From furloughs to veteran's benefits, a lot of people are suffering because of the shutdown. Think you're not? Think again.
1. Goodbye internship!
Remember all of those federal workers that have been furloughed? Many of them have interns and they aren’t allowed to return to work either.
Interns from the White House, the Smithsonian, and some Congressional offices have been sent home. While these internships rarely pay, many of them do offer academic credit, raising concerns about whether the shutdown will make interns unable to graduate on time.
Some internships are based on a specific number of weeks spent on site, or on projects completed. Either way, interns seeking academic credit could suffer severe consequences. And interns from out of state who have taken a semester to work in D.C. are finding their situations particularly dire (and potentially pointless).
2. Hello, financial aid furlough!
The Department of Education has furloughed 95% of its employees. That means pell grant processing will likely be delayed. The department will not be able to process new grants to institutions during the shutdown. The largest student aid programs will not be affected, however smaller aid programs, like Federal Work-Study and Supplemental Educational Opportunity Grants will see their entire staff furloughed. Students receiving their financial aid through the Department of Defense could face more severe consequences. The Defense Department will not grant tuition assistance for classes starting on or after October 1.
3. Goodbye, first house!
First time homebuyers are disproportionately likely to depend on Federal Housing Administration (FHA) or Department of Agriculture (USDA) mortgage insurance to obtain a loan, due in large part to the tightening of the credit market in conventional markets since 2007.
During the shutdown, FHA single-family lending program is suffering delays and the USDA’s program has been entirely shutdown. If homebuyers can’t finalize loans and mortgages they will be unable proceed with purchasing properties.
4. Goodbye, college sexual assault investigations!
The U.S. Department of Education’s Department of Civil Rights has been forced to suspend its investigation into colleges and universities that may have violated Title IX in their handling of sexual violence on campus. Investigations were launched at multiple prominent schools including UNC - Chapel, UC Boulder, Swathmore, USC, and Dartmouth.
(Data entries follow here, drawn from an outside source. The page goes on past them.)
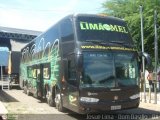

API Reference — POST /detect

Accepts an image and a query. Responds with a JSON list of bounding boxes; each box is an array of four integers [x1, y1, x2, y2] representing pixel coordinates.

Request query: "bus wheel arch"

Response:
[[45, 84, 55, 107]]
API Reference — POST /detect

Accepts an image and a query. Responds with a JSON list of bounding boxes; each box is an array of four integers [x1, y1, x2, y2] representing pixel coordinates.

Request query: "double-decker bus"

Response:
[[20, 14, 149, 113]]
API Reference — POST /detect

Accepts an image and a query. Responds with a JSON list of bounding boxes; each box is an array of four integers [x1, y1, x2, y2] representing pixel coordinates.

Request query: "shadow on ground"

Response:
[[0, 90, 19, 102]]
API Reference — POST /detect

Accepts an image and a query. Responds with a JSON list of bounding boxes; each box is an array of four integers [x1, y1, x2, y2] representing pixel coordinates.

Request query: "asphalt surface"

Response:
[[0, 89, 160, 120]]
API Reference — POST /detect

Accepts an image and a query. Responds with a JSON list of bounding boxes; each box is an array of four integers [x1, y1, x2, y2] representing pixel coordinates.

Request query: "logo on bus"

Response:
[[114, 96, 118, 100]]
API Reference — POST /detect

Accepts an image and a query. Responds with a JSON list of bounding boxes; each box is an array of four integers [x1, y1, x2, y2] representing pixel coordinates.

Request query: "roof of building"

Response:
[[0, 26, 42, 36], [0, 26, 42, 42]]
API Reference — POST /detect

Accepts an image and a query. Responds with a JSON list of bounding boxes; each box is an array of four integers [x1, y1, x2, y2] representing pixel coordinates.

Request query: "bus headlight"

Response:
[[80, 97, 99, 102], [129, 94, 140, 99]]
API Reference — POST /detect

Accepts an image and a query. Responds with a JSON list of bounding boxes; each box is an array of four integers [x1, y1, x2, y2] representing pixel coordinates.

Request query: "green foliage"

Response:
[[102, 0, 160, 58]]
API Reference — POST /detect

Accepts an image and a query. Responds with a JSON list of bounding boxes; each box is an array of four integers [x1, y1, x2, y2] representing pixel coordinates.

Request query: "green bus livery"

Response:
[[20, 14, 149, 113]]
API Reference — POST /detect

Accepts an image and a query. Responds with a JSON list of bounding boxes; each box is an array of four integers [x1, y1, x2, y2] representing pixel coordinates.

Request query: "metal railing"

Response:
[[140, 77, 160, 104], [0, 75, 10, 90]]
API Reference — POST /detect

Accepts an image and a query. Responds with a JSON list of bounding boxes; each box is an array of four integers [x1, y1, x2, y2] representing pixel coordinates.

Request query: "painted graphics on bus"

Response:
[[21, 14, 151, 113]]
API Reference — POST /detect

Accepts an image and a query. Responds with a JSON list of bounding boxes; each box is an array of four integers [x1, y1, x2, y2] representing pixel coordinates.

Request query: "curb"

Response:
[[0, 101, 8, 120]]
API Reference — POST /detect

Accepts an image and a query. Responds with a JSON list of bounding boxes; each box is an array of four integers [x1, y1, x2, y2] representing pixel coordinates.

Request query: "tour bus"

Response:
[[20, 14, 149, 114]]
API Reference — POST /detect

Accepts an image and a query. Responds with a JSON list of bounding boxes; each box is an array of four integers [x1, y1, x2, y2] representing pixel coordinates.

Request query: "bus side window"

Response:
[[68, 60, 76, 86]]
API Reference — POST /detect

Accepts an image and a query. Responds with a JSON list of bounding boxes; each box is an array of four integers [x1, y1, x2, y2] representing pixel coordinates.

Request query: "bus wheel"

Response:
[[27, 89, 31, 96], [47, 91, 55, 107], [55, 93, 64, 112]]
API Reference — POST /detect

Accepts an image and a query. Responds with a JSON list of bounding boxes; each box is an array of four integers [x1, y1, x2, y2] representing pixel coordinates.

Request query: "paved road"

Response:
[[0, 90, 160, 120]]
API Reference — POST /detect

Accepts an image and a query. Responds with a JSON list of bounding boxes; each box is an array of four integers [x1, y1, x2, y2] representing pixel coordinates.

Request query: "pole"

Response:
[[1, 65, 3, 90], [140, 5, 146, 102], [154, 10, 158, 104]]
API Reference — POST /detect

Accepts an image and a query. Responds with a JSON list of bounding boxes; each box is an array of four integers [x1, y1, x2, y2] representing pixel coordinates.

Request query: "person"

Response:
[[147, 70, 154, 92], [157, 71, 160, 92]]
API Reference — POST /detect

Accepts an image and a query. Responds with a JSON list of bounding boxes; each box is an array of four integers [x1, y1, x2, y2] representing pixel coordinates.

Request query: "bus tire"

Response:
[[55, 93, 64, 112]]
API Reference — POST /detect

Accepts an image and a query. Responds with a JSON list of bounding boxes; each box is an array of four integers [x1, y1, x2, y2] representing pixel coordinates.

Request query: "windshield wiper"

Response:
[[109, 41, 133, 48], [99, 75, 115, 84], [86, 40, 109, 47]]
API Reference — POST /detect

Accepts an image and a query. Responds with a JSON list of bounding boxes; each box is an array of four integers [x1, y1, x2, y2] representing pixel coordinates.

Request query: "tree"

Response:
[[102, 0, 160, 58]]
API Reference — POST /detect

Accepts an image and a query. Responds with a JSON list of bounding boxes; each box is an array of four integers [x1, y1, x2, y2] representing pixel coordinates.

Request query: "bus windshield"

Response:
[[76, 16, 132, 44], [80, 51, 138, 88]]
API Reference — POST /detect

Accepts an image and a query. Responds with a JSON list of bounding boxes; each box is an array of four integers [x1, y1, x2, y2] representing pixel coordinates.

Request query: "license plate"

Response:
[[111, 105, 121, 110]]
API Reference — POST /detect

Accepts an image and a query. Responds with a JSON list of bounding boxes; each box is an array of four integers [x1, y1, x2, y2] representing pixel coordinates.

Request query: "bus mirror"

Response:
[[76, 54, 83, 71], [139, 52, 152, 68]]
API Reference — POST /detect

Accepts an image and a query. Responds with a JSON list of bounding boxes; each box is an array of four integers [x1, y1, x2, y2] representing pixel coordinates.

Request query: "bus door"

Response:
[[63, 55, 78, 111], [37, 64, 44, 97]]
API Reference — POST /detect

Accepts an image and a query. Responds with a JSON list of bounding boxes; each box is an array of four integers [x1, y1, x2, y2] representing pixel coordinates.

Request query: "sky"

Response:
[[0, 0, 106, 31]]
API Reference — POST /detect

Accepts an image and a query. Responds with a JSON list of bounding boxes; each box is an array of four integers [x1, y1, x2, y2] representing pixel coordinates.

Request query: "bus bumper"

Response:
[[79, 98, 140, 114]]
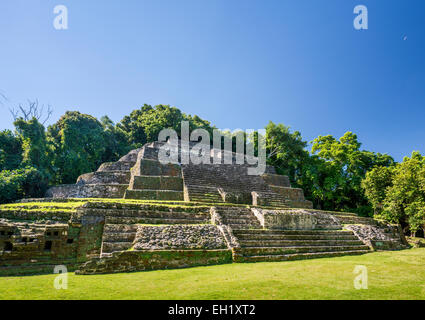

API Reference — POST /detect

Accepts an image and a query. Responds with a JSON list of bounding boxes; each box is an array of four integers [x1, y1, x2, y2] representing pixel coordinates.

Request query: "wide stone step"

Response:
[[234, 250, 370, 262], [223, 217, 260, 226], [130, 176, 183, 191], [239, 240, 363, 247], [97, 161, 136, 172], [102, 241, 133, 253], [103, 209, 211, 220], [124, 190, 184, 201], [237, 233, 358, 240], [233, 229, 353, 235], [103, 224, 138, 234], [103, 231, 136, 242], [106, 217, 207, 224], [235, 245, 369, 256]]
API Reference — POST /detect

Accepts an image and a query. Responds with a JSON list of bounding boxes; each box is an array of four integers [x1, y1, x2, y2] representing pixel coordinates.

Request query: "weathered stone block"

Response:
[[130, 176, 183, 191], [134, 225, 227, 250], [124, 190, 184, 201], [261, 173, 291, 188]]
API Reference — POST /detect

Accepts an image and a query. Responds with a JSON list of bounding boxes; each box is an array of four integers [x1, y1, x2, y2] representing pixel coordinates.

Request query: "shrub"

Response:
[[0, 167, 47, 203]]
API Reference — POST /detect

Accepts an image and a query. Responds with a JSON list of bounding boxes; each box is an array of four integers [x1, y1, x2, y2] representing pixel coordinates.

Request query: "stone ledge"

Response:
[[75, 250, 232, 275]]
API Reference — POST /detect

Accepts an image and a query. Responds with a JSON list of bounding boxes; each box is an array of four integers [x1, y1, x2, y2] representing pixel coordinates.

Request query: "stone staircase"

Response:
[[182, 164, 288, 207], [215, 207, 261, 229], [102, 208, 210, 254], [212, 206, 370, 262], [330, 212, 377, 226], [233, 229, 370, 262], [124, 146, 184, 201]]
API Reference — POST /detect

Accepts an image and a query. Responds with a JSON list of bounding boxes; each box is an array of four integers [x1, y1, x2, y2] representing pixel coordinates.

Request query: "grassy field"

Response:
[[0, 248, 425, 300]]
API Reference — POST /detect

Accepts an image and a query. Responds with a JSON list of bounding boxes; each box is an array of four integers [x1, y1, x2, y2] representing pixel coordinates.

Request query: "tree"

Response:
[[0, 130, 22, 171], [117, 104, 214, 146], [380, 151, 425, 234], [362, 166, 394, 215], [100, 116, 132, 162], [312, 132, 394, 215], [14, 117, 50, 170], [9, 100, 53, 125], [0, 167, 47, 203], [266, 121, 309, 183], [47, 111, 107, 184]]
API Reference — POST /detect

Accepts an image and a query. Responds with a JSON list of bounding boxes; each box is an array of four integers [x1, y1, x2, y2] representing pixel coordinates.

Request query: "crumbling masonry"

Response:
[[0, 143, 407, 275]]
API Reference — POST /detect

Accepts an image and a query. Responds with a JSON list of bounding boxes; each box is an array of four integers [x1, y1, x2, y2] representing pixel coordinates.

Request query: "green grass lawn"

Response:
[[0, 248, 425, 300]]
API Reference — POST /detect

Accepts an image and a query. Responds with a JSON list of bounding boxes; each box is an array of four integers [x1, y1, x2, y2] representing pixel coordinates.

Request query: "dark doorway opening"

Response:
[[44, 241, 52, 251], [4, 241, 13, 251]]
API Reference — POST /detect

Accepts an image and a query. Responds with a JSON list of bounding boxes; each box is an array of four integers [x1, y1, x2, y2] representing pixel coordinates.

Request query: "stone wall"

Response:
[[346, 222, 408, 250], [133, 225, 227, 250], [45, 184, 128, 199], [76, 250, 232, 274], [252, 208, 341, 230]]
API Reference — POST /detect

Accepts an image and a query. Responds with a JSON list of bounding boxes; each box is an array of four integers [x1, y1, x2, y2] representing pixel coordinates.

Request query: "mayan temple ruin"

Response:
[[0, 142, 407, 275]]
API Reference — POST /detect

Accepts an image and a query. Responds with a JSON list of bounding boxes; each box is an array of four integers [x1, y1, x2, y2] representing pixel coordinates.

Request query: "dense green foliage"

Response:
[[0, 130, 22, 171], [0, 167, 47, 203], [0, 100, 425, 232], [363, 152, 425, 234]]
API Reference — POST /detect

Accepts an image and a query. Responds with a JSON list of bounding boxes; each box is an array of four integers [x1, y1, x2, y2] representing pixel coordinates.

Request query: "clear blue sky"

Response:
[[0, 0, 425, 160]]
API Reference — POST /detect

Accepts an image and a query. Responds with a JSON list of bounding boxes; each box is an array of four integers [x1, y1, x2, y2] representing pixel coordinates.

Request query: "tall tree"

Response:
[[48, 111, 107, 184], [0, 130, 22, 171]]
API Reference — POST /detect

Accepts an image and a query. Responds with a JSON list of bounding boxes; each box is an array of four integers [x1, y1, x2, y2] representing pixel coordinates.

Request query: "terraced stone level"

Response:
[[233, 229, 370, 262], [102, 208, 210, 255]]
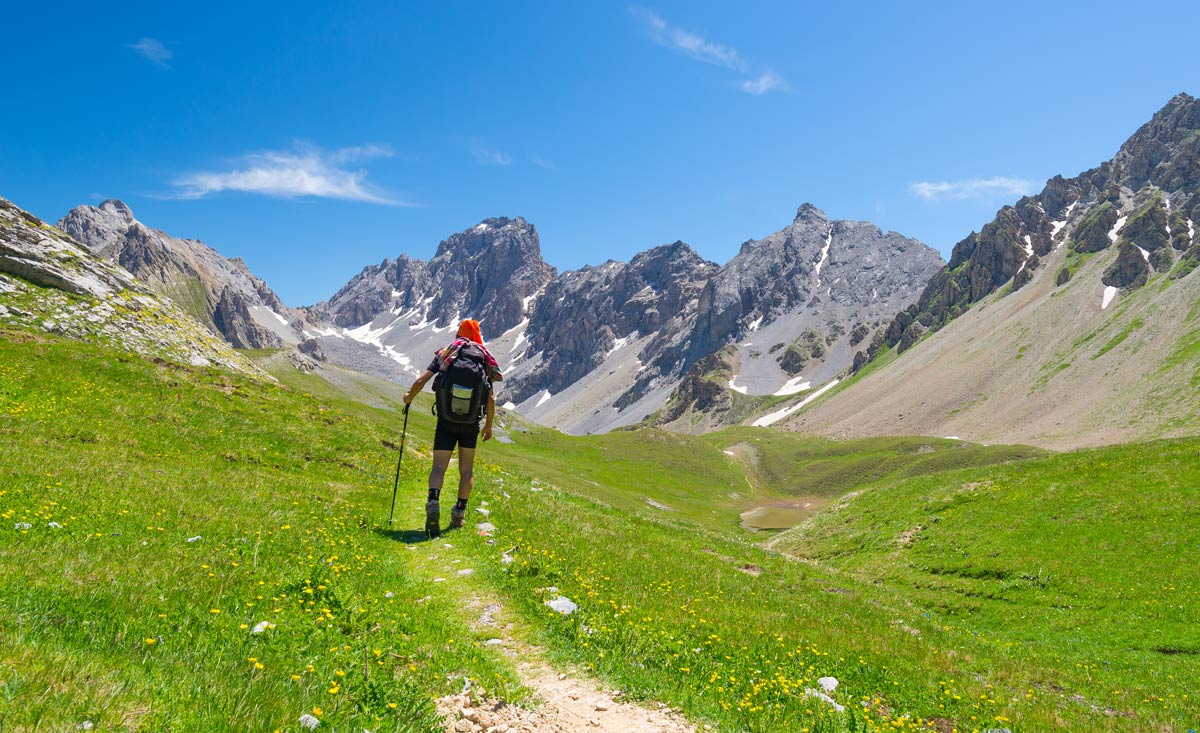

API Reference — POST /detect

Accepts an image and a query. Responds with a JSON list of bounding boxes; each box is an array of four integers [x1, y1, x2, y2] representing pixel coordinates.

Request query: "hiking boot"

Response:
[[425, 500, 442, 537]]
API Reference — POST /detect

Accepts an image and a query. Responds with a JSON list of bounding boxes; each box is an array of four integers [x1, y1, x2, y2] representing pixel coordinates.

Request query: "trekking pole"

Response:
[[388, 404, 410, 527]]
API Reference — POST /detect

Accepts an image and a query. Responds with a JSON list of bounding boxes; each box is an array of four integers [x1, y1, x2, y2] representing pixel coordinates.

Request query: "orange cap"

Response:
[[458, 318, 484, 346]]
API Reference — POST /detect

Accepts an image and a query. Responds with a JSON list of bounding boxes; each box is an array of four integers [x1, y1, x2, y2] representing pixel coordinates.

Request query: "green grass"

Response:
[[0, 331, 1200, 733], [0, 332, 520, 731], [774, 439, 1200, 729], [163, 277, 212, 324], [1092, 318, 1146, 360]]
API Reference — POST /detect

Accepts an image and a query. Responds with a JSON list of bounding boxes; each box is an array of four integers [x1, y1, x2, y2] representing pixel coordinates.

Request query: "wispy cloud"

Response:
[[908, 175, 1037, 202], [742, 71, 787, 95], [127, 38, 175, 68], [629, 5, 787, 95], [630, 7, 746, 71], [470, 140, 512, 166], [172, 144, 415, 206]]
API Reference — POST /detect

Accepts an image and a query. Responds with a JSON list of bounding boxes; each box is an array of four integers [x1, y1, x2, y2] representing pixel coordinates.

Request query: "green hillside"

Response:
[[0, 331, 1200, 733]]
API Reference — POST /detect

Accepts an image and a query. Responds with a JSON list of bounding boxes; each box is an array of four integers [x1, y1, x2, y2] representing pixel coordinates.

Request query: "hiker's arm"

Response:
[[404, 369, 433, 404], [484, 390, 496, 440]]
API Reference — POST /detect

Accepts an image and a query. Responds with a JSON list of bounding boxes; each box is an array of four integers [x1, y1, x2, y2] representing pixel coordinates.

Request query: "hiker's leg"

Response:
[[430, 450, 454, 499], [458, 445, 475, 504]]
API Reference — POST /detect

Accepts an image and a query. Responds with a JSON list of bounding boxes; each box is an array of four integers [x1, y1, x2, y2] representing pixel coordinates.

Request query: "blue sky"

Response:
[[0, 0, 1200, 306]]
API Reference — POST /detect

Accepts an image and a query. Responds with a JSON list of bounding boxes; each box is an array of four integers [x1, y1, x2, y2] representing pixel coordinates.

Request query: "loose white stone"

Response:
[[546, 595, 580, 615]]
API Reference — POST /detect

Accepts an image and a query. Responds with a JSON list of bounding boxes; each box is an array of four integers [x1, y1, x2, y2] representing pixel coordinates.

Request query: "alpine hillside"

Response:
[[788, 94, 1200, 447], [0, 198, 266, 378], [59, 199, 304, 348], [301, 204, 942, 433]]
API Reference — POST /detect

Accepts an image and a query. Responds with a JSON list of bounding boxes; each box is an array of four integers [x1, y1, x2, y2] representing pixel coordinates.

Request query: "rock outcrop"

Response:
[[59, 199, 301, 348], [310, 204, 941, 432], [873, 94, 1200, 350], [0, 198, 266, 378]]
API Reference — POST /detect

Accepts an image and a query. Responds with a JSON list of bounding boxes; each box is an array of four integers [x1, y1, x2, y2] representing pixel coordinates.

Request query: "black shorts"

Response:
[[433, 420, 479, 451]]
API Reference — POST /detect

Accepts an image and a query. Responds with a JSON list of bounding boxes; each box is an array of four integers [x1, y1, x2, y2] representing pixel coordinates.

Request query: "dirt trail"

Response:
[[438, 597, 696, 733], [438, 662, 696, 733]]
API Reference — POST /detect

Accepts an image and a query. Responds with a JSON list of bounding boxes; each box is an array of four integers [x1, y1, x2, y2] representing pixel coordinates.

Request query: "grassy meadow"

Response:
[[0, 331, 1200, 733]]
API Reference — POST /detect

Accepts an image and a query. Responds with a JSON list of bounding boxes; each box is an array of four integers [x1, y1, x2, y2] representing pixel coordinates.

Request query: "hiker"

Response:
[[404, 318, 504, 537]]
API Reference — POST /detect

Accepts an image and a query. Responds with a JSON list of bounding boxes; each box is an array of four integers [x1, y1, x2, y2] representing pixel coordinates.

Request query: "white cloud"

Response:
[[470, 140, 512, 166], [742, 71, 787, 95], [630, 7, 746, 71], [128, 38, 174, 68], [629, 6, 787, 95], [908, 175, 1037, 202], [172, 144, 413, 206]]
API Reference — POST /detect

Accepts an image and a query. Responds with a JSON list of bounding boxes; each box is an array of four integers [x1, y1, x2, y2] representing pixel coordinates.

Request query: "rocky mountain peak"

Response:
[[792, 202, 829, 223], [96, 198, 137, 224], [59, 199, 299, 348], [1093, 92, 1200, 192]]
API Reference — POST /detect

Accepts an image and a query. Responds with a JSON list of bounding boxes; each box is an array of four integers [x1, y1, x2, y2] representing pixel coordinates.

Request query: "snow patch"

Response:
[[751, 379, 841, 427], [1100, 286, 1121, 311], [1109, 216, 1129, 244], [346, 323, 413, 367], [604, 331, 637, 359], [504, 318, 529, 355], [814, 224, 833, 287], [775, 377, 812, 397]]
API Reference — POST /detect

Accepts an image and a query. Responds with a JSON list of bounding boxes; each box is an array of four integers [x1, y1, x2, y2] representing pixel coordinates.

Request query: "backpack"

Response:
[[433, 343, 492, 425]]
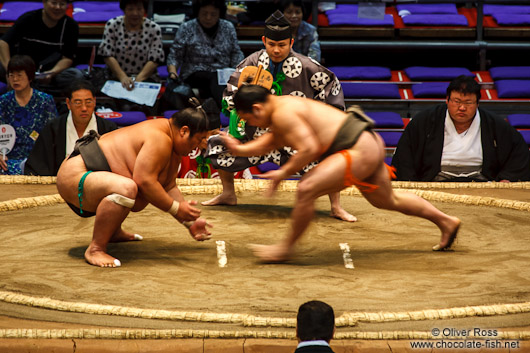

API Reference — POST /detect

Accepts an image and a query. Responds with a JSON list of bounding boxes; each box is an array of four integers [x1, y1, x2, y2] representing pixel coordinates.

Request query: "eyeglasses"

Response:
[[48, 1, 68, 9], [72, 99, 94, 107], [449, 98, 477, 107], [7, 72, 26, 80]]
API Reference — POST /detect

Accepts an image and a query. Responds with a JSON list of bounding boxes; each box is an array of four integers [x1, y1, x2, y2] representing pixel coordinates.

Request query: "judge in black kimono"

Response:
[[392, 76, 530, 182], [24, 81, 118, 176]]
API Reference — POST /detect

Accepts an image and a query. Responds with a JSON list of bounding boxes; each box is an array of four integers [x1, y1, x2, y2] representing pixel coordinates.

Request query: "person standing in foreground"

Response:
[[223, 85, 461, 262], [57, 104, 211, 267], [294, 300, 335, 353]]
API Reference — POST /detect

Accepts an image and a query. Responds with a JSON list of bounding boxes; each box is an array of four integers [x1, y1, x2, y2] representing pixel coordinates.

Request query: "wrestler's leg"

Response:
[[70, 172, 138, 267], [201, 169, 237, 206], [329, 192, 357, 222], [251, 160, 346, 262], [352, 131, 460, 248]]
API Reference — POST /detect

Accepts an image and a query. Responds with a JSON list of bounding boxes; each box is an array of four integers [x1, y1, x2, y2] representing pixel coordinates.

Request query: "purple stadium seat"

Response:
[[495, 80, 530, 98], [489, 66, 530, 80], [506, 114, 530, 129], [328, 13, 394, 26], [402, 14, 469, 26], [72, 11, 123, 23], [73, 1, 119, 11], [396, 4, 458, 15], [405, 66, 475, 81], [366, 112, 403, 129], [97, 111, 147, 126], [484, 4, 530, 16], [156, 65, 169, 80], [75, 64, 105, 71], [328, 66, 392, 80], [411, 82, 449, 98], [341, 82, 401, 99], [326, 4, 359, 16], [0, 1, 43, 22], [518, 130, 530, 146], [377, 131, 402, 147]]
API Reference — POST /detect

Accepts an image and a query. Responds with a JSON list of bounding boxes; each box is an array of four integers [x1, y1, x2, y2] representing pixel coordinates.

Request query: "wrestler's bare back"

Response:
[[99, 119, 181, 188], [270, 96, 347, 152]]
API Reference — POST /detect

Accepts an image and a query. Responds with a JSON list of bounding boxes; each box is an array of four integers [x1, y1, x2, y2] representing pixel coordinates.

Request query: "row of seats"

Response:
[[329, 66, 530, 100], [0, 1, 530, 36], [77, 65, 530, 100]]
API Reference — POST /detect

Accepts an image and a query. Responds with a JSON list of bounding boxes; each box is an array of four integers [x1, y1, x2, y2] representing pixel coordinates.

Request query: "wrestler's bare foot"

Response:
[[109, 228, 144, 243], [248, 244, 293, 263], [432, 217, 462, 251], [201, 192, 237, 206], [331, 207, 357, 222], [85, 244, 121, 267]]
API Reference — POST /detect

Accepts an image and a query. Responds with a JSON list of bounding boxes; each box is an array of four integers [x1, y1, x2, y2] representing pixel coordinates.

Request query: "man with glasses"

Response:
[[24, 80, 117, 176], [392, 76, 530, 182], [0, 0, 83, 94]]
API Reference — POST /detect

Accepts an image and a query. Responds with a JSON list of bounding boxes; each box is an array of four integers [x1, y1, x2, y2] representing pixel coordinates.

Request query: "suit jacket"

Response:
[[392, 104, 530, 181], [24, 114, 118, 176], [294, 346, 334, 353]]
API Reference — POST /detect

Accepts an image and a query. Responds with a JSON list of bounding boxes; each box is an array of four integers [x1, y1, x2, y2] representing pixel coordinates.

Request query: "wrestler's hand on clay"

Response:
[[220, 131, 241, 154], [175, 201, 201, 223], [186, 218, 213, 241], [0, 156, 8, 170], [248, 243, 292, 263], [120, 76, 134, 91]]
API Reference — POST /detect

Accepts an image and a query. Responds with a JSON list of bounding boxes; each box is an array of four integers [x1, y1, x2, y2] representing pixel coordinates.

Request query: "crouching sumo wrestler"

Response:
[[57, 107, 211, 267]]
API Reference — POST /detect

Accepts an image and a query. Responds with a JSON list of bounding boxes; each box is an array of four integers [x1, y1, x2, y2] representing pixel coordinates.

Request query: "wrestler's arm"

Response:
[[266, 112, 321, 178], [222, 132, 281, 157], [133, 134, 200, 222]]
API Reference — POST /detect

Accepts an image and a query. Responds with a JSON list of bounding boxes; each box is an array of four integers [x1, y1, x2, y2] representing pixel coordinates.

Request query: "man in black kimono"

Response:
[[392, 76, 530, 182], [24, 81, 118, 176]]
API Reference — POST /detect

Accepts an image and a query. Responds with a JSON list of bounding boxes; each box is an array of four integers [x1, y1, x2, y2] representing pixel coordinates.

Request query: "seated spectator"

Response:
[[295, 300, 335, 353], [24, 81, 117, 176], [0, 0, 83, 95], [167, 0, 243, 109], [98, 0, 165, 115], [392, 76, 530, 182], [0, 55, 57, 174], [280, 0, 320, 62]]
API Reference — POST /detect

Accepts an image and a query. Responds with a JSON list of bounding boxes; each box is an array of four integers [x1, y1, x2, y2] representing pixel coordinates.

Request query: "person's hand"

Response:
[[189, 218, 213, 241], [35, 71, 53, 85], [259, 168, 287, 197], [120, 76, 135, 91], [248, 243, 293, 263], [220, 131, 241, 154], [175, 201, 201, 223], [0, 155, 8, 171]]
Follow-up reviews on Title IX violations also cannot be conducted, such as the site visits to follow up on past violators like Yale.
5. Goodbye, safety net!
If you are a low-income American, you may lose access to social safety net support systems.
The government has stopped funding the special supplemental nutrition program for women, infants, and children known as WIC. More than 8.9 million moms and their children under 5 rely on WIC’s vouchers for a range of things including breastfeeding support, infant formula and access to healthy food.
While SNAP (otherwise known as food stamps) benefits will still be paid out, SNAP job training programs will likely halt. This means that food stamp recipients who live in states that require them to either be in a job training program or to be employed while on SNAP may lose their benefits.